Exclusion should also be a concern at the forefront of your mind.
Oftentimes, you will be spending multiple coins in the same bundle, and they should all be tied together into one aggregated signature.
If you have good reason not to sign one of them, make sure you know what happens if it gets excluded from the bundle.
Furthermore, aggregated signatures can't be disaggregated into smaller signatures unless you have previously signed one of the smaller combinations of public key-message pairs in the bundle. The attacker can exclude the rest of the transactions that contain
AGG_SIG conditions and reuse the smaller signature again on the remaining transactions.
They can also calculate the remaining aggregated signature and perhaps sign every spend except the one the exclude.
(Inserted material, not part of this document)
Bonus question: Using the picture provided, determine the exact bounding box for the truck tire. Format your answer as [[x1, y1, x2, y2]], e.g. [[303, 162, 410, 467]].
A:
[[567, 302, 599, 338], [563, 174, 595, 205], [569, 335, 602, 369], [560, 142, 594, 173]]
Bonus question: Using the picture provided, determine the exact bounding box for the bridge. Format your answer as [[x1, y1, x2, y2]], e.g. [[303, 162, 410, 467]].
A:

This is known as signature subtraction and is another great reason to use
AGG_SIG_ME as much as possible.
An interesting angle that also has to be considered during the building of your coins is how their security holds up if a party that is spending them has infinite money. This may seem ridiculous except that cryptocurrency enables flash loans to exist which are instant loans of money with no conditions except that they are returned to the owner within the same block.
Take for example, a piggybank coin that only allows you to withdraw funds once the amount of the piggybank has grown to a determined savings goal. If a person wants to retrieve their funds early, they can borrow money equal to their savings goal, cash out the piggybank, and then return the money that they borrowed.
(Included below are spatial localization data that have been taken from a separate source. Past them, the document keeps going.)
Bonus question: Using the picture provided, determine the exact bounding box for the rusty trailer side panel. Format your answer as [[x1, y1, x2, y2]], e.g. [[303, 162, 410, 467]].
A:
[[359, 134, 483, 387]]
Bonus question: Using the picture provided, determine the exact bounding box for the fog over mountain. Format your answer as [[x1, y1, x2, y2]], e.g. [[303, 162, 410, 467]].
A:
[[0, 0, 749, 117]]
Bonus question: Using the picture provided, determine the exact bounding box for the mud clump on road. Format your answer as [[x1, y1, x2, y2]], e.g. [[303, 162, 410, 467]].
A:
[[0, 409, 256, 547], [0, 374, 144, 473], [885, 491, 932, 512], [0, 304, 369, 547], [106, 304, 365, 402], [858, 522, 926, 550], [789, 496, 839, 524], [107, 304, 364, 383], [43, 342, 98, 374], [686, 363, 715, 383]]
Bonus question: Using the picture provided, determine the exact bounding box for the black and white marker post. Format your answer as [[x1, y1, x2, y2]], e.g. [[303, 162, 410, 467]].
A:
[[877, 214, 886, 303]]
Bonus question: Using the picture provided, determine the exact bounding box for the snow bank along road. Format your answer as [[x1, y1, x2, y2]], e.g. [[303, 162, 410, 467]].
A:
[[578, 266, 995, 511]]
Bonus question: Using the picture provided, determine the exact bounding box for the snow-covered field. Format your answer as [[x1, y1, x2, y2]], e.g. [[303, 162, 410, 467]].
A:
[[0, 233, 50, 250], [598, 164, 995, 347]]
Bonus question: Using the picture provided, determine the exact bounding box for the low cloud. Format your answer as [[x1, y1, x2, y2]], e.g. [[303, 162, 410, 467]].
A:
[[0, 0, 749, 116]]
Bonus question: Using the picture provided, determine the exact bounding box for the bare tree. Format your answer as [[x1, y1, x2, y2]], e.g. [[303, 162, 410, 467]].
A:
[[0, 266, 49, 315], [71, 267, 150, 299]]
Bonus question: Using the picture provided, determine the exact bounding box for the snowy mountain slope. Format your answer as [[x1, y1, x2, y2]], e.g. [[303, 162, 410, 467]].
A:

There's also potential to use vast sums of borrowed money to influence the price of something, if that price is calculated programmatically. If you have enough money, you can singularly simulate a bunch of trades to influence the price calculation to the price you desire, make a transaction at that price, and then return all of the money you borrowed to simulate trading while keeping the profits.
Fortunately, this attack has a relatively easy fix, and that is to add an
(ASSERT_HEIGHT_RELATIVE 1) condition to prevent the money from being returned in the same block.
Remember to think about when puzzles and solutions are revealed. They are revealed only at spend time of the coin that is committed to them. The only thing that the network sees prior to that is the parent coin and the puzzle hash. This can be an advantage, since you can hide sensitive information for spending the coin inside the puzzle hash before it is ever revealed. However, once the puzzle is revealed, it's revealed forever, so that sensitive information cannot be considered sensitive again.
Also keep in mind that if a parent coin is currying information to its child coin before it creates it, that will be public before the child coin is spent. For some wallets, this is an advantage since you may want certain data about a coin's puzzle to calculate whether or not it's yours. However, if you were trying to use a plain-text password, that won't be very secure. Instead, make sure to pre-commit to things with hashes and then assert that they are revealed correctly later.
It's worth noting that the password locked coin we've been building is actually not very secure. When you solve the puzzle, you have to reveal the password. Since any full nodes whom you give your spend to will now be able to see your password, they can change the solution and pay themselves all the money instead!
In order to fix it, it's probably best to curry in a public key that also has to sign for the solution. The new puzzle will be able to be spent only with a password and only by the person who you have decided owns this coin. Of course, this is not particularly useful most of the time and is usually about as good as a signature locked coin with extra steps. Signatures are by far the most secure way to lock up your coins.
Hopefully you have a better idea of what risks are involved when creating a Chialisp puzzle. It's very worth your time to try and exploit your puzzles by passing in dangerous solutions or leaving out transactions/signatures. You're not just trying to protect against bad actors, but also against people accidentally bricking their coins. Puzzles are usually pretty permanent, so it's worth the extra time.